Square roots and solutions to equations with squares. Why are there negatives and positives? So it seems that my textbook is making some assumptions that I do not fully understand. 
So I understand that this symbol $\sqrt()$ refers to the principle square root. So the $\sqrt(4)$ = 2 and not -2 because that is the definition of principle square root.
In complex numbers, $\sqrt(-4)$ = $2i$ and not $-2i$ and I'm fine with this.
But why is that:
$x^2$ = $-9$
$x = \pm\sqrt{-9}= \{3i,-3i\}.$
Can someone point me to a good reason why this is the case?
 A: The equation $x^2=-9$ has two solutions : $-3i$ and $3i$, but $3i$ is the pinciple square-root, therefore $\pm \sqrt{-9}$ because one solution is $\sqrt{-9}=3i$ and the other $-\sqrt{-9}=-3i$
A: If you factorise the equation $$x^2+9=0$$which is a quadratic, you naturally get two linear factors $$(x+3i)(x-3i)=0$$this equation holds if either of the factors is equal to zero.

Interlude
This happens because you are in a context where there are no (non-trivial) zero divisors. In other circumstances, different results occur. eg $x^2-1\equiv 0 \bmod 8$ has four solutions modulo $8$. These are (the classes of) $1,3,5,7 \bmod 8$.

Back to the main story:
If you are extracting a square root, you normally want to define one of the two values as the principal value, so you can keep track of what is going on. If you are solving an equation, you generally want to find all the possible solutions, and these may not be restricted to the principal value.
A: I think that there is a slightly deeper reason here, actually two reasons: one mathematical and one practical.
The mathematical reason is as follows: real and complex numbers have an important difference:


*

*You cannot ‘shuffle’/‘relabel’ real numbers in such way that all operations are preserved. (In math, we say that “the field $\mathbb R$ does not admit a nontrivial automorphism”, for details see a related post.

*However, you can do that with complex numbers: the mapping of $a+bi\mapsto a-bi$ preserves all properties of complex numbers. Thus, $i$ and $-i$ are indistinguishable (unlike e.g. $2$ and $-2$), it is impossible to tell which is which.

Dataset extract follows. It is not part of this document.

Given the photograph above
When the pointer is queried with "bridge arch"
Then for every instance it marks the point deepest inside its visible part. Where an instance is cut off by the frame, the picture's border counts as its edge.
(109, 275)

The bottom line is that it makes much less sense to define a “principal” square root of a negative number than of a positive number. So even if some books would still refer to $2i$ as a “principal” square root of $-4$, this is just done for pedagogical reasons rather than being motivated by math.
The practical reason is, obviously, that the formulas with the $\pm$ sign work, in the sense that they convey the desired meaning. E.g. in the context of solving the equation $x^2+9=0$, the solutions are $3i$ and $-3i$, and convention to express them as $\pm\sqrt{-9}$ just manages to show both solutions in a compact manner. It is just language, maybe imprecise, but good enough.